Неприятности с физикой: взлёт теории струн, упадок науки и что за этим следует - Смолин Ли (книги онлайн полностью .TXT) 📗
«Не то, чтобы я был такой умный. Дело просто в том, что я дольше обращаю внимание на проблемы». [134]
Нильс Бор был даже более экстремальным случаем. Мара Беллер, историк, которая детально изучала его работу, отмечает, что в его исследовательской записной книжке не было ни единого расчёта, а только словесные аргументы и картинки [135]. Луи де Бройль сделал изумительное предположение, что, если свет является как частицей, так и волной, возможно, что электрон и другие частицы также ведут себя как волны. Он предложил это в 1924 году в тезисах на доктора философии, которые не впечатлили его экзаменаторов и потерпели бы неудачу, если бы не поддержка Эйнштейна. Насколько я знаю, он никогда больше не сделал в физике ничего столь же важного. Имеется только одна личность, о которой я могу думать одновременно как о провидце, так и о лучшем математике своего времени: Исаак Ньютон; на самом деле, почти всё, что касается Ньютона, уникально и непостижимо.

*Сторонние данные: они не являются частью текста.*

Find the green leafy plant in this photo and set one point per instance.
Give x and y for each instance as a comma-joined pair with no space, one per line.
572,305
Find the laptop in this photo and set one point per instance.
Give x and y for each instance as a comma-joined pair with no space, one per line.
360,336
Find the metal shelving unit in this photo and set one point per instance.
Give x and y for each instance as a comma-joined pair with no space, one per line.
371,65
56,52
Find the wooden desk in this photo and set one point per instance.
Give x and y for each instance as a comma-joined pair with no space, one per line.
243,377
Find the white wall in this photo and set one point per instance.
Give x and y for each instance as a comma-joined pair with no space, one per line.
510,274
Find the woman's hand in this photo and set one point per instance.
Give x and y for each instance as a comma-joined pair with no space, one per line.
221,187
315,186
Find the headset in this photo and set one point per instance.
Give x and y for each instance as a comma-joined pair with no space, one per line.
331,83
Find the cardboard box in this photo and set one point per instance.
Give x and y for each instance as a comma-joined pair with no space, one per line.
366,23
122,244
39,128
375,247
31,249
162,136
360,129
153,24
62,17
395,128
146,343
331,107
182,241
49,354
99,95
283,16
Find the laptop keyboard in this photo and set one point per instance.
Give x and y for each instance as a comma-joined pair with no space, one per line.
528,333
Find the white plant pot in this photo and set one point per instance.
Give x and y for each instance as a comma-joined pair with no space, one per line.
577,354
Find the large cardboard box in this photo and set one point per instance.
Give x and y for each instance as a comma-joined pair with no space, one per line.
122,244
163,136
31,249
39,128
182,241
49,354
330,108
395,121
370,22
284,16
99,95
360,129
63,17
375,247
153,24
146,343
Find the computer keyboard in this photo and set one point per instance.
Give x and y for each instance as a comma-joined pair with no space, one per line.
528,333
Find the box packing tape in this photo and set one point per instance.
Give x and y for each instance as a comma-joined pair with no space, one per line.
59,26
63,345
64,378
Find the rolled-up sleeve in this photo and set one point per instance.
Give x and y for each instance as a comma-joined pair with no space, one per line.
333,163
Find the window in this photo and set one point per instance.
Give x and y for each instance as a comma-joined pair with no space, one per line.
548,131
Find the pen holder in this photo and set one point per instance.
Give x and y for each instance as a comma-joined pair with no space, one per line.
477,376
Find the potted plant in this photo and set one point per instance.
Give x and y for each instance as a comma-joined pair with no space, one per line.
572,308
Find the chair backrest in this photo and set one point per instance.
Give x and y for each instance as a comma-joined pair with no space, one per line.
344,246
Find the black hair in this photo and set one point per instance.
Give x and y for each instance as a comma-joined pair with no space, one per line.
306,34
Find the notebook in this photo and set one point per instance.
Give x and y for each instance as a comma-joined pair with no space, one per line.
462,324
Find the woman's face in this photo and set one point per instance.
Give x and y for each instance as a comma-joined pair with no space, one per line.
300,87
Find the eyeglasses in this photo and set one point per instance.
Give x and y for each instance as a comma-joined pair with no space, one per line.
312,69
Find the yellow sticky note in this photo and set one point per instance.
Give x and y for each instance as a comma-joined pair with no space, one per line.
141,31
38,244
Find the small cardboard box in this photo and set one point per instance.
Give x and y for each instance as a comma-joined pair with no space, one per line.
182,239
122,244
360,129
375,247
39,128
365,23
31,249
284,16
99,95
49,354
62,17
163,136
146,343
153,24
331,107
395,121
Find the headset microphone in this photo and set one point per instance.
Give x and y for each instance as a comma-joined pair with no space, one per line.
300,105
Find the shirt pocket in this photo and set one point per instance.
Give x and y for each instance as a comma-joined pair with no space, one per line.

Как отмечалось в предыдущей главе, Томас Кун ввёл различие между «нормальной наукой» и научными революциями. Нормальная наука основывается на парадигме, которая является хорошо определённой практикой с фиксированной теорией и фиксированным массивом вопросов, экспериментальных методов и вычислительных методик. Научная революция происходит, когда рушится парадигма, то есть когда теория, на которой она основана, терпит неудачу в предсказании или объяснении результатов экспериментов [136]. Я не думаю, что наука всегда работает таким образом, но определённо имеются нормальные и революционные периоды, и наука действует в течение этих периодов различным образом. Суть в том, что в нормальной и революционной науке важны различные виды людей. В нормальные периоды вам нужны только люди, которые, независимо от степени их воображения (которая вполне может быть высокой), на самом деле хороши в работе с техническим инструментарием — давайте назовём их мастерами-ремесленниками. Во время революционных периодов вам нужны пророки, которые могут вглядеться прямо в темноту.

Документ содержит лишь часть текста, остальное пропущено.